T,R 8:00 - 9:15, Keene 103

This course is an integrated study of the expressive cultures of Latin America, with an emphasis on the role the arts play in social life. Topics include pre-Columbian art; modernist arts; Spanish American and Brazilian narrative; Latin American poetry, architecture, music, theatre, cinema, and popular culture; and Latin culture.

Instructor:  Matthew Nichter

T,R 9:30 - 10:45, CSS 135

Inequalities of class, race, and gender shape our lives in profound ways. In this course, we will analyze the causes and effects of inequality from a sociological perspective. Why is the gap between rich and poor growing? Is racism disappearing, or just morphing? How common is rape on college campuses? Most importantly, what can be done to mitigate or eliminate harmful inequalities? This course will teach students to identify patterns of advantage and disadvantage in society. We will examine how institutions and culture shape individual experiences and life chances.

Instructor: Yusheng Yao

T,R 8:00 - 9:15, CSS 221

China’s dramatic rise recently is an unprecedented phenomenon in world history that is changing global as well as regional economics and geopolitics. This course will help students understand what accounts for China’s rapid rise, what are the strengths and weaknesses of China’s model of modernity, what challenges China is facing and what impacts and implications that China’s rise has to the U.S. and the rest of the world.

Instructor:  Jie Yu

M 4:00 - 6:30, Bush 308

How are identities and cultures of those on the margins represented and negotiated?
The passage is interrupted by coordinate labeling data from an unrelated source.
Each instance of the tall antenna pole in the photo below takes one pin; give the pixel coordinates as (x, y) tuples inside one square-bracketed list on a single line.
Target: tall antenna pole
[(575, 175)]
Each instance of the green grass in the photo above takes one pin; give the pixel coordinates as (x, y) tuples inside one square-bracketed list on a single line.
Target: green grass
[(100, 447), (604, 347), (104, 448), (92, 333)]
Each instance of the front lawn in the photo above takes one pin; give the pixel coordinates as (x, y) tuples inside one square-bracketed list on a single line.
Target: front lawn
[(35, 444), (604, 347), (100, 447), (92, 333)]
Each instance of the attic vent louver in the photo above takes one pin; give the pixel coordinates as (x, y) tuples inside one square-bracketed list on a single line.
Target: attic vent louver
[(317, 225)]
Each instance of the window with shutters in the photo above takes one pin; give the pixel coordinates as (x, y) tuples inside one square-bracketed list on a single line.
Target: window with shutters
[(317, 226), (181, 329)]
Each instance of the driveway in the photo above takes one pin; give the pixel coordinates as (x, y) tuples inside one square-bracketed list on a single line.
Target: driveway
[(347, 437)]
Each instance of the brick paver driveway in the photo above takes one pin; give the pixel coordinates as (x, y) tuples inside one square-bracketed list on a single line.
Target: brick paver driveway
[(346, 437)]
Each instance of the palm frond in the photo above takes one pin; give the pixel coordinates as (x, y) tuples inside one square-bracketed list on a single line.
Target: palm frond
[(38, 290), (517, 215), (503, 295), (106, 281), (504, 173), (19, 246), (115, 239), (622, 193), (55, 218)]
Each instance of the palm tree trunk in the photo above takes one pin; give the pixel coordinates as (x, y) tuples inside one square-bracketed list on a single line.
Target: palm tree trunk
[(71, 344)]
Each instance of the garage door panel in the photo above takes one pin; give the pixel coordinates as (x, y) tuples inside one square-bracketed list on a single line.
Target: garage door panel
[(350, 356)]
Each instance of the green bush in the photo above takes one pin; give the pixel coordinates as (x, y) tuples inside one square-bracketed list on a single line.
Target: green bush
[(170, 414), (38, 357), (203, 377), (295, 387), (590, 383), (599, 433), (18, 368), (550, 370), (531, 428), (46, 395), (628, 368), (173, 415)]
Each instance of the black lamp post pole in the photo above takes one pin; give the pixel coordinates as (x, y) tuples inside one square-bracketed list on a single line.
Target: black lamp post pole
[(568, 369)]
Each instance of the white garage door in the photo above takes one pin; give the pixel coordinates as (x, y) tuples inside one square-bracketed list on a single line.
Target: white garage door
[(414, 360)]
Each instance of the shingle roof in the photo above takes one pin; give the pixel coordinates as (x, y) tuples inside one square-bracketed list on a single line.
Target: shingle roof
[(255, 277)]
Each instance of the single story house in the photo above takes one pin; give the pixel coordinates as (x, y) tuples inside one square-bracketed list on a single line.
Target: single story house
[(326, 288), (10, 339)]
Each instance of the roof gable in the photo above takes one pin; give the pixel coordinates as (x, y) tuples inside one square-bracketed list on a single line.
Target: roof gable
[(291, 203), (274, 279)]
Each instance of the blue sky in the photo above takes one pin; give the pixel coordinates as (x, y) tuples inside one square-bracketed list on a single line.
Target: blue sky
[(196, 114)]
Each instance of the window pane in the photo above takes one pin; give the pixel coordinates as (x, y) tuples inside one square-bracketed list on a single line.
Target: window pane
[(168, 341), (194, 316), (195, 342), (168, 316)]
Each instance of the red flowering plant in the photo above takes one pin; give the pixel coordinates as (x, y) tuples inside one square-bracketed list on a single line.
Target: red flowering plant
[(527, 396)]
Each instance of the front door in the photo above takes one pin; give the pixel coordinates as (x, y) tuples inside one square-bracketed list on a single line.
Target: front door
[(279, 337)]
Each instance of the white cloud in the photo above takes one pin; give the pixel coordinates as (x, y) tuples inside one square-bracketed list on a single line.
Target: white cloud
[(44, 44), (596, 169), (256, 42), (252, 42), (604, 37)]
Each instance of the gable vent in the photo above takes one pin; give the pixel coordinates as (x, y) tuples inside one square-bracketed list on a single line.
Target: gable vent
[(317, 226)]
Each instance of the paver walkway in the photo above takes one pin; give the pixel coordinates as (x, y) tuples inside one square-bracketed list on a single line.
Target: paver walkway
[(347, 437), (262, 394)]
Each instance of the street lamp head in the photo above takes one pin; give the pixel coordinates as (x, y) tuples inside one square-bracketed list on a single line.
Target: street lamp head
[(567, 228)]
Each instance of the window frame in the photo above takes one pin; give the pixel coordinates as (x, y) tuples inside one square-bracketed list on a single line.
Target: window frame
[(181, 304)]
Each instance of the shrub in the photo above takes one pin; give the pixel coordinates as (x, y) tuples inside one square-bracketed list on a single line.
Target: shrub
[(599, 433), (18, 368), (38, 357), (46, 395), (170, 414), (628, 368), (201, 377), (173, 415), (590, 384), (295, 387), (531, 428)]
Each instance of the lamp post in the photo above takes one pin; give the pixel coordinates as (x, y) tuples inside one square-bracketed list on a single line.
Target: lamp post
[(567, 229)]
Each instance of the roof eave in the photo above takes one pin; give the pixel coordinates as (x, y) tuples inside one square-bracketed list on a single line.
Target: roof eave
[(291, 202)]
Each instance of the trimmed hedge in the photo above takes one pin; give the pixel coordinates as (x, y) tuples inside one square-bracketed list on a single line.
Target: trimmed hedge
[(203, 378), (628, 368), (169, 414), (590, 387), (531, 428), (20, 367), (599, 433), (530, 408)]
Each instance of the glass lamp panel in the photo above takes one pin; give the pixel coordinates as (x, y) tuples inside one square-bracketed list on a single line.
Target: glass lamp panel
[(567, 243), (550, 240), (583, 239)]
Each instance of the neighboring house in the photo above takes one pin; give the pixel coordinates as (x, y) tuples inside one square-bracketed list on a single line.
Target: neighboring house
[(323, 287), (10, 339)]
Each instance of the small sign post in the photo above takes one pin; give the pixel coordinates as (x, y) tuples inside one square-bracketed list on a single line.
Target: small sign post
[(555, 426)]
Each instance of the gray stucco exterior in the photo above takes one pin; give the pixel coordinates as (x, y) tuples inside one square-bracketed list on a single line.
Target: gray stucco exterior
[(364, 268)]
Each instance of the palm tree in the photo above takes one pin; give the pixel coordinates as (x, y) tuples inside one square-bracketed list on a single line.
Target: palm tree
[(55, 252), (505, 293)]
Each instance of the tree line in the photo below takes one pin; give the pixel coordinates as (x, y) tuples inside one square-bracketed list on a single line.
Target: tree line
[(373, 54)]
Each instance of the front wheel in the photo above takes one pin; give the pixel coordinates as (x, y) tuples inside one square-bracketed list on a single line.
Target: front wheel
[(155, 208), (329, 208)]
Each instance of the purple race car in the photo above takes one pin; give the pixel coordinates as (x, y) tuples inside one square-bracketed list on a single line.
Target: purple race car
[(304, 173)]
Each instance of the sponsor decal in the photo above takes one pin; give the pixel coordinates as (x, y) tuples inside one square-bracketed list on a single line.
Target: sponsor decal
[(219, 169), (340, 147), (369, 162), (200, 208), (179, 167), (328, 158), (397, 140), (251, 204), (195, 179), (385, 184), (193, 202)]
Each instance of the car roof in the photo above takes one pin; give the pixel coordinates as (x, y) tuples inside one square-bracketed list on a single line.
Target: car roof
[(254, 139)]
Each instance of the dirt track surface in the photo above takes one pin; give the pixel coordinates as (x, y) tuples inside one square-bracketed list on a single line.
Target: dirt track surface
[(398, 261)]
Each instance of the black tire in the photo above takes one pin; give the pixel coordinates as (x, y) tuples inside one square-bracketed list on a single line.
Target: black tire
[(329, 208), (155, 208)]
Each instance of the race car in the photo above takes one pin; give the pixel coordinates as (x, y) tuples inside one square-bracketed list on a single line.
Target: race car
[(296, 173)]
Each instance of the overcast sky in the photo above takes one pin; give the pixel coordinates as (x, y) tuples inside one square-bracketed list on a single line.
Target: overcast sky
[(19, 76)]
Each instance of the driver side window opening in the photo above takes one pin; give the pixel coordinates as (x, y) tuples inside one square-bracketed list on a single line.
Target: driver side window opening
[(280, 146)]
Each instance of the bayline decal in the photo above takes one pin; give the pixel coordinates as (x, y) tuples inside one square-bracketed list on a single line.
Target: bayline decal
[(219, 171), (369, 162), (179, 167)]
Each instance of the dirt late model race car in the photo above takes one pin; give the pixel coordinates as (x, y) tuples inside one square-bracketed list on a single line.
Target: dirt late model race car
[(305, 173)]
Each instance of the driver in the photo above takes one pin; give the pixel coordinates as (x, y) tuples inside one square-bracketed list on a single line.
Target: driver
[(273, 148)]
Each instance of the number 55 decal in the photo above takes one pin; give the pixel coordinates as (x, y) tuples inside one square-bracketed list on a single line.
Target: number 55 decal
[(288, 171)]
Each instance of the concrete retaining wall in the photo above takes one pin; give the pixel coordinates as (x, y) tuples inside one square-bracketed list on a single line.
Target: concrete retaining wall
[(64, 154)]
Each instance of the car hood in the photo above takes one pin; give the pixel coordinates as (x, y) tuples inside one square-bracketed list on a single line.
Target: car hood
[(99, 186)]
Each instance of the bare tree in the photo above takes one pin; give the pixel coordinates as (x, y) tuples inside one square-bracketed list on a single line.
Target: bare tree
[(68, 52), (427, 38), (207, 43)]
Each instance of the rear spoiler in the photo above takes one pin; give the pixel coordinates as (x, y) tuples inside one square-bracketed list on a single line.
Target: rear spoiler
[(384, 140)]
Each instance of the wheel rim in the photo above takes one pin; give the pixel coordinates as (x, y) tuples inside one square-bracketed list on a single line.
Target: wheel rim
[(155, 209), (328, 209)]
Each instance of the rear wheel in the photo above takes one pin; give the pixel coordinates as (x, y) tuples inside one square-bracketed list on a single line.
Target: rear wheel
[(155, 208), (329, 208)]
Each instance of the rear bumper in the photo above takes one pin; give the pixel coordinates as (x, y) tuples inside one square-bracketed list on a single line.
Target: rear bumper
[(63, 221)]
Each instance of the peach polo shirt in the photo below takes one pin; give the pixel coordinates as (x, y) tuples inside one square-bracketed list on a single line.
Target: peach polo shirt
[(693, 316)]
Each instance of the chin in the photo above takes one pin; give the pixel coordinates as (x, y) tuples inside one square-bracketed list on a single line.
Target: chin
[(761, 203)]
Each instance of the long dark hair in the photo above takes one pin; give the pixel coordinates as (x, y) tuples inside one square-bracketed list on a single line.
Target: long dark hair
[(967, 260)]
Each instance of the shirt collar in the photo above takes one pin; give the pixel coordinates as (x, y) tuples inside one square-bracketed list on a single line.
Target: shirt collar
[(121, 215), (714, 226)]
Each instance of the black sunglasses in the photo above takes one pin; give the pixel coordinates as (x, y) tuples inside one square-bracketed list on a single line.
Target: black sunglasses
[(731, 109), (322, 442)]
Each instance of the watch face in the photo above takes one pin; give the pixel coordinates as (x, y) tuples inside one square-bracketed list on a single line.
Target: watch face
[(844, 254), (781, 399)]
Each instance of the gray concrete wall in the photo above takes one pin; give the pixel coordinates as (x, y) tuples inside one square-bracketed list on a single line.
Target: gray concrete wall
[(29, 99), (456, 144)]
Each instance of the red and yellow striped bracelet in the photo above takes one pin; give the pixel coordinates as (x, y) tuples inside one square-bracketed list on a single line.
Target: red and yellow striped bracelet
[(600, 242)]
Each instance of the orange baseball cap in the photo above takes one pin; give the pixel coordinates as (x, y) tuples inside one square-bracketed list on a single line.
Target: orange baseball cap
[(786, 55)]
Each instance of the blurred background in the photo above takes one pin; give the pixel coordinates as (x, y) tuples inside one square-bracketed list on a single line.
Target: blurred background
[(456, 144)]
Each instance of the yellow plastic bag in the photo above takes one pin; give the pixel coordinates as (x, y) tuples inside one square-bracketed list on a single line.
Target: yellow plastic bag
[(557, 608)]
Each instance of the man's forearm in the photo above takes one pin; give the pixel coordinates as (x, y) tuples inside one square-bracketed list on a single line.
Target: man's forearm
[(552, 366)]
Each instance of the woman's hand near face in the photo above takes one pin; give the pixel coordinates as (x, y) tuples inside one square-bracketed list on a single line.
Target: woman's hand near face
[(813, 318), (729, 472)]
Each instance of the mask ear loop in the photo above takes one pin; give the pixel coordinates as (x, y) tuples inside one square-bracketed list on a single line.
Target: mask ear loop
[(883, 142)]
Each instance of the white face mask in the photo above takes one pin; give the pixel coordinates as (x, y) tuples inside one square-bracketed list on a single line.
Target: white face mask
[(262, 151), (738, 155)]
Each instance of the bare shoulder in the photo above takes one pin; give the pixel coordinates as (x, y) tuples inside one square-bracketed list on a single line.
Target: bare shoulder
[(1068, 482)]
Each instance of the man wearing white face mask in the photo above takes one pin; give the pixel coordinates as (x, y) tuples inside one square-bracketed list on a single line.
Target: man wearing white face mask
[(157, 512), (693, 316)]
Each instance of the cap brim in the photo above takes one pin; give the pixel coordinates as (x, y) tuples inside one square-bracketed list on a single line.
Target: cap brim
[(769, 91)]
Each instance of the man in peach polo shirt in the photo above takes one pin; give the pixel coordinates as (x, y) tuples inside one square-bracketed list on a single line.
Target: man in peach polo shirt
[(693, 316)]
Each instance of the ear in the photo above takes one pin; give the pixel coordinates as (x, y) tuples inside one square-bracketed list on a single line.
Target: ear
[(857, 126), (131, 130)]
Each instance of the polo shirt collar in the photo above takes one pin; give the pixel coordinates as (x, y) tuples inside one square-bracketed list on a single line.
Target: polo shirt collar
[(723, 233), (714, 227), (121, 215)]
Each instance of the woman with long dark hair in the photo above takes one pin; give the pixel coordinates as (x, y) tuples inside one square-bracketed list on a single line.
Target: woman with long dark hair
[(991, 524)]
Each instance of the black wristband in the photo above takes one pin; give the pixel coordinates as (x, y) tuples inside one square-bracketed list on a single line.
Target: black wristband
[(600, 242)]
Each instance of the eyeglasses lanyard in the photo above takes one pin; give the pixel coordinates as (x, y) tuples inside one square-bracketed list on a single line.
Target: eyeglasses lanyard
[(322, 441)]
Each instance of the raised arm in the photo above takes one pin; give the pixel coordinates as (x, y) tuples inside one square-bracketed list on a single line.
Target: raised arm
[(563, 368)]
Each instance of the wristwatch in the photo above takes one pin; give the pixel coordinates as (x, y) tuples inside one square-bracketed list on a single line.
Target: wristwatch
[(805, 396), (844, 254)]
What are the dangers of a single story, or identification? How to deconstruct marginalization in diverse, micro and macro educational contexts? This course will use the power of personal narratives produced in the tensioned intersections between the dominant and oppressed cultures in education to let students explore the wounds that are made and could (not) be healed in schools and communities.


Instructor: Anca Voicu

T,R 9:30 - 10:45, CSS 221

This course covers the European countries’ economic development after WWII to the present day. In doing so it presents an economic framework for understanding the historical past and the change following the fall of the Iron Curtain in 1989. Focus will be placed on the interconnectedness among various European economies situated in the Eastern and Western parts of the European continent, and their interactions within the international economy.

Instructor: Amy Parziale

Section 01: MWF 9:00 - 9:50, Rex 1

Section 02: T,R 9:30 - 10:45, Rex 1

Native American Gemma Benton wrote: “Our ancestors knew that healing comes in cycles. One generation carries the pain so the next can live and heal.” This literature and film course examines the after-effects of cultural collisions like war, genocide, and imperialism by analyzing the representation of intergenerational trauma in literature and film. Texts include: books I was the Child of Holocaust Survivors, Kindred, Dreaming in Cuban, and Lone Ranger and Tonto Fistfight in Heaven; and films Waltz with Bashir and Return of Navajo Boy, as well as Kara Walker's video installations. Our guiding questions will be: How is trauma passed between generations, and how it is represented?; and What are the ethical, cultural, and socio-political ramifications of both trauma and representation? Concepts and contexts related to trauma, identity, nation-state, globalization, imperialism, class, gender, sexuality, race, ethnicity, and the humanities will be explored in depth.

Instructor: Mario D'Amato

T,R 9:30 - 10:45, KMC 1

This course will focus on accounts regarding how the self is constructed according to Buddhist philosophy, and Western philosophy of mind and cognitive science. We will examine what the philosopher Michel Foucault has referred to as “technologies of the self,” i.e., techniques that have been employed by individuals to “transform themselves in order to attain a certain state of happiness, purity, wisdom.” So we will consider the construction of identities, and examine techniques that have been employed to function as mirrors and windows for the construction of self, through studying the theory of Buddhist meditation.